[December 6, 2004]

Moving From VoIP to "Trans-Modal Communication"

By Art Rosenberg, The Unified View


One of the big problems the telecommunications industry is facing is how to describe and name the new functionalities that converged communications technology can offer. Unfortunately, the industry has latched on to the lowest common denominator of technology infrastructure for voice and video communications convergence, the move to data network transport, i.e., Voice over Internet Protocol or “VoIP.” With a name like that, person-to-person communications can mean anything or nothing!

This kind of confusion was reflected in our recent enterprise migration study that showed that fewer than 10% of end users within enterprise are asking for the new communication capabilities that IP-based convergence can offer. This lack of end-user demand can mean either that they don’t recognize the benefits or they don’t feel the need for them, but VoIP connectivity by itself will never mean anything to end users.

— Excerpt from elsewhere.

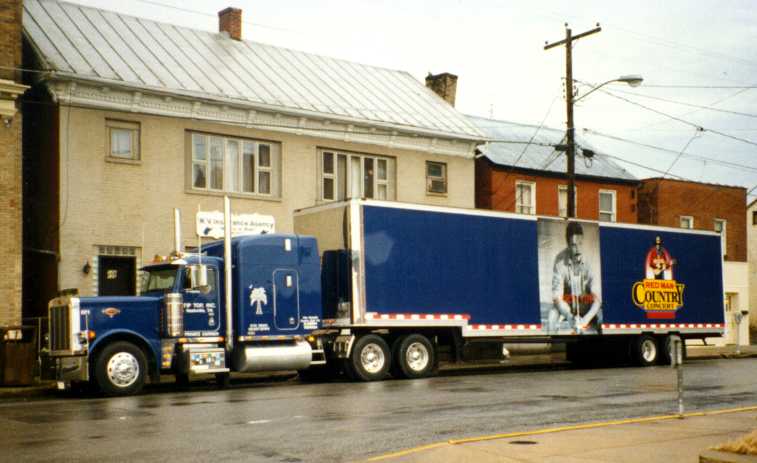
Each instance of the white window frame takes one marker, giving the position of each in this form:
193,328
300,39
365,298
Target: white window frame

Another reason for the lack of demand is that some of the communication benefits of SIP-based communications will also depend upon the new class of wired and wireless multi-modal communication devices that are just starting to become available. This trend supports both real-time voice conversations and all forms of messaging options. Because person-to-person communication is a two-way street, the user benefits of exploiting IP infrastructure will be maximized when both parties can dynamically shift from one modality to another as their joint needs dictate. It does takes “two to tango!”

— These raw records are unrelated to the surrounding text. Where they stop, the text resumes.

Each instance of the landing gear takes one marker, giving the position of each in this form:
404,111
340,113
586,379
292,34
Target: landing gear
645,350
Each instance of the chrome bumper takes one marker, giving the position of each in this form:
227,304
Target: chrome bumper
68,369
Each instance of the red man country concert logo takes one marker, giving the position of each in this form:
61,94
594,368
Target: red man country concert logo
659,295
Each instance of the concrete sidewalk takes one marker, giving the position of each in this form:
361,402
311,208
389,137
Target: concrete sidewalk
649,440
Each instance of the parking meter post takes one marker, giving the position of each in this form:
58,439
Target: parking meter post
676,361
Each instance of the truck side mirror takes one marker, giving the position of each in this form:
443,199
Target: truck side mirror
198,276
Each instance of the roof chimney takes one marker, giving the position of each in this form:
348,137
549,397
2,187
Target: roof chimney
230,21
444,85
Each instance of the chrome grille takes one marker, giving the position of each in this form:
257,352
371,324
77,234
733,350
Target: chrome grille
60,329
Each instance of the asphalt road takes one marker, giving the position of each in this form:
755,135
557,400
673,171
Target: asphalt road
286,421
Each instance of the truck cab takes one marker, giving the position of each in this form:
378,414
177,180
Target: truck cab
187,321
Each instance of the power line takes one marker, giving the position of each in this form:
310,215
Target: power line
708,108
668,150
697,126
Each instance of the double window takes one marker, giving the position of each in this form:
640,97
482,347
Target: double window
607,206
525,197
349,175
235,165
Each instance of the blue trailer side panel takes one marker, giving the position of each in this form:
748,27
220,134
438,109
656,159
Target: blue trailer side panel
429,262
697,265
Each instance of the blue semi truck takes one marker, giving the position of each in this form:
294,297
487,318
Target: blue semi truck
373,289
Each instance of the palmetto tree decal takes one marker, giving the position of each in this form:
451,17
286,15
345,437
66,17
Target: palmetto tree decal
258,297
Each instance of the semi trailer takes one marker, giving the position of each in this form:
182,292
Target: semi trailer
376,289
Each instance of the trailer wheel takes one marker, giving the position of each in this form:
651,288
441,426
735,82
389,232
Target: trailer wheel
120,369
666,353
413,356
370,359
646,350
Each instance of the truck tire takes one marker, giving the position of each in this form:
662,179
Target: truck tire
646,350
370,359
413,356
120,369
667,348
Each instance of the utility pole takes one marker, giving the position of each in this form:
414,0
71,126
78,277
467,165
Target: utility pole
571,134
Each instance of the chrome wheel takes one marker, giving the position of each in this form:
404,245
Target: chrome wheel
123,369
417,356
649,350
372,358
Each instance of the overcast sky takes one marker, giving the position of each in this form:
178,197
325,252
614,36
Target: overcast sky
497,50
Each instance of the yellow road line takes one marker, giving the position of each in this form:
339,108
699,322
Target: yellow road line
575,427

Our Legacy -- Blind Communication Silos

We initiate phone calls not knowing whether the recipient can talk or is even at the location of the telephone device and we leave voicemail messages and send email messages not knowing when the message will be retrieved. Responding to messages is fraught with the same lack of awareness for making a successful contact. For the bulk of non-urgent contacts, this is a situation that is perfectly acceptable and we have learned to live with it.

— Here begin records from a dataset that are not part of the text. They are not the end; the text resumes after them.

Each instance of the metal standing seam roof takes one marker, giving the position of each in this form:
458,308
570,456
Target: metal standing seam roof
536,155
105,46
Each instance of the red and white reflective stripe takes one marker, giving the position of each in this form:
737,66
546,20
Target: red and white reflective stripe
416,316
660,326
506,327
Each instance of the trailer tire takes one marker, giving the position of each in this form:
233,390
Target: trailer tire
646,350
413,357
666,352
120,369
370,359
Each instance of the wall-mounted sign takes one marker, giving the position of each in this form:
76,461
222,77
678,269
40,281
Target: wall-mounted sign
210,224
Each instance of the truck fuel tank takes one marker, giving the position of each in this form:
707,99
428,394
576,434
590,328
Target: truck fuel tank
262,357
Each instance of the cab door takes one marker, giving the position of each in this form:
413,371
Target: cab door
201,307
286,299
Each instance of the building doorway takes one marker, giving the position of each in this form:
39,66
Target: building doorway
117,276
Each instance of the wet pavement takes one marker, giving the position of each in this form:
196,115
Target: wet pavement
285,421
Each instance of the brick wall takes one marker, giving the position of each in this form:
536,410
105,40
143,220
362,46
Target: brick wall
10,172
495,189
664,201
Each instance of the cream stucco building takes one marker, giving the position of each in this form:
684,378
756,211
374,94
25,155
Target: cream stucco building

However, busy recipients have to be made aware of more important and urgent contact attempts with minimum disruptiveness and with a choice of options for accepting the contact attempt immediately, in a few minutes, or via alternative modalities. (Wireless pagers used to be carried by mobile users just for this purpose, remember?) Aside from wasted effort, if time is of the essence, person-to-person contacts need to be more efficient for all communicating parties. The way disparate communication channels function, we “can’t see the forest for the trees!”

New Applications or Better Functionality?

The inability to describe the overall benefits of more efficient person-to-person communications has caused pundits and providers alike to refer to any new feature or function that contributes to such effective communications as a “new application.” What’s even worse, is that such features are still being treated as disparate, network or device-dependent functions that contact initiators must blindly choose as the means of communication, rather than being viewed as part of a “seamless” continuum of person-to-person communications accessibility.

A prime reason why we are facing this dilemma is because in the past we have always been limited by the method and devices of communications contact being tied to specific network transport. With converged IP networks able to accommodate all modalities, we can play a more flexible and dynamic communication game both before and even after initiating a person-to-person connection. Now that devices are becoming multi-modal, both for desktop and handheld communications, we have to start thinking in terms of the method of contact initiation being independent of the network transport or the modalities of communication exchange. In particular, as messaging facilities increase in usage, we have to blend such activities seamlessly with the ability to have the ultimate in efficient personal communication, voice conversations. This means that initiating communication contact with a person in any particular mode should not necessarily limit the use of other communication modalities, including the concurrent exchange of visual information in conjunction with voice conversation.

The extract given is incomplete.